Sederhana, tanpa tekanan “harus benar”

Namun begitu, lakukan kegiatan ini dengan dengan dan jaga untuk tetap sederhana. Karena bagaimanapun, tidak ada benar atau salah di dalam color walk.  Tidak perlu tentukan target, evaluasi, atau tuntutan. Agar otak memiliki ruang istirahat dari tekanan yang sering jadi sumber stres.

Singkatnya, fokus pada warna karena ia menenangkan pikiran, mengatur ulang perhatian, dan membantu tubuh kembali ke mode rileks. 

Baca juga: 8 Jalur Pejalan Kaki yang Nyaman di Jabodetabek. Bisa Sambil Hunting Foto.

Jadikan color walk aktivitas rutin keluarga

Aktivitas color walk ini juga bisa dijadikan kegiatan rutin keluarga, lho. Pas dijalankan ketika akhir pekan. Banyak manfaatnya pula untuk anak, yaitu:

color walk

Membantu anak lebih tenang dan mengurangi stres

Seperti yang sudah dipaparkan di atas, warna tertentu (terutama hijau dan biru) bisa memberi efek menenangkan pada otak. Saat anak fokus mengamati warna, tubuhnya lebih rileks dan emosi jadi lebih stabil, terutama untuk anak yang mudah cemas atau sensitif.

Melatih fokus dan konsentrasi anak

Mencari dan memerhatikan satu warna membantu anak melatih perhatian pada satu hal dalam satu waktu. Ini bermanfaat untuk anak yang mudah terdistraksi atau sulit berkonsentrasi saat belajar.

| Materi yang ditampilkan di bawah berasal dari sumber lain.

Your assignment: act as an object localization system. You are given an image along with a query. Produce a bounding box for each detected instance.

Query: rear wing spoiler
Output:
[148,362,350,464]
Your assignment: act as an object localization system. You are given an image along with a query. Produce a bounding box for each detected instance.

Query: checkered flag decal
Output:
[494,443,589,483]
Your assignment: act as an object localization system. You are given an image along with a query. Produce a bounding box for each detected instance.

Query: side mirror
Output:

Membantu anak mengenali dan mengelola emosi

Warna sering dikaitkan dengan perasaan. Aktivitas berbasis warna bisa menjadi pintu masuk untuk mengajak anak mengenali emosi, misalnya: “Warna apa yang bikin kamu merasa tenang?” Ini membantu perkembangan kecerdasan emosional anak.

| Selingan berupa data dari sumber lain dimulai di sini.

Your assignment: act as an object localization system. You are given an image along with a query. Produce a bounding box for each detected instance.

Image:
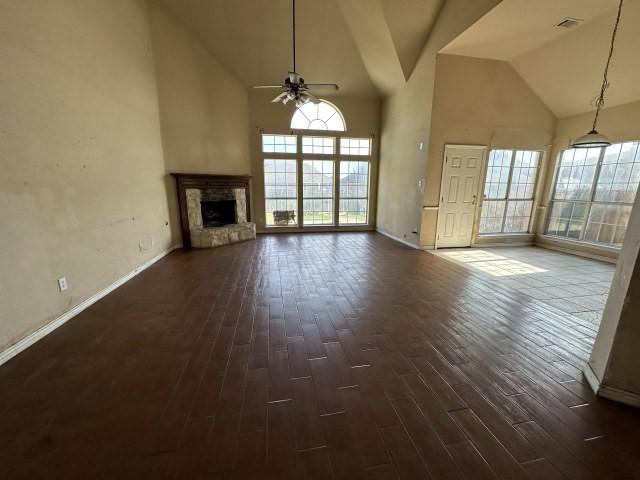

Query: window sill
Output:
[541,233,621,254]
[535,234,620,263]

Mengurangi overstimulasi dari gadget

Color walk mengajak anak berinteraksi langsung dengan lingkungan sekitar, bukan layar. Ini memberi jeda yang sehat bagi otak anak dari paparan gadget berlebihan.

Menumbuhkan rasa ingin tahu

Saat anak diajak mencari warna di sekitarnya, mereka belajar mengamati detail dan bertanya tentang dunia di sekelilingnya. Ini memperkuat rasa ingin tahu alami yang penting untuk proses belajar jangka panjang.

Intinya pada saat melakukan color walk, tidak perlu terlalu banyak berpikir. Mommies, Daddies dan anak cukup berjalan santai. Di komplek rumah juga boleh, lho. Nikmati warna yang sudah disepakati bersama tanpa distraksi. Boleh saja memotret, tapi hanya menikmati saja dari dekat juga sudah cukup. Nggak usah terburu-buru juga, biar esensi mindfulnya tetap terjaga.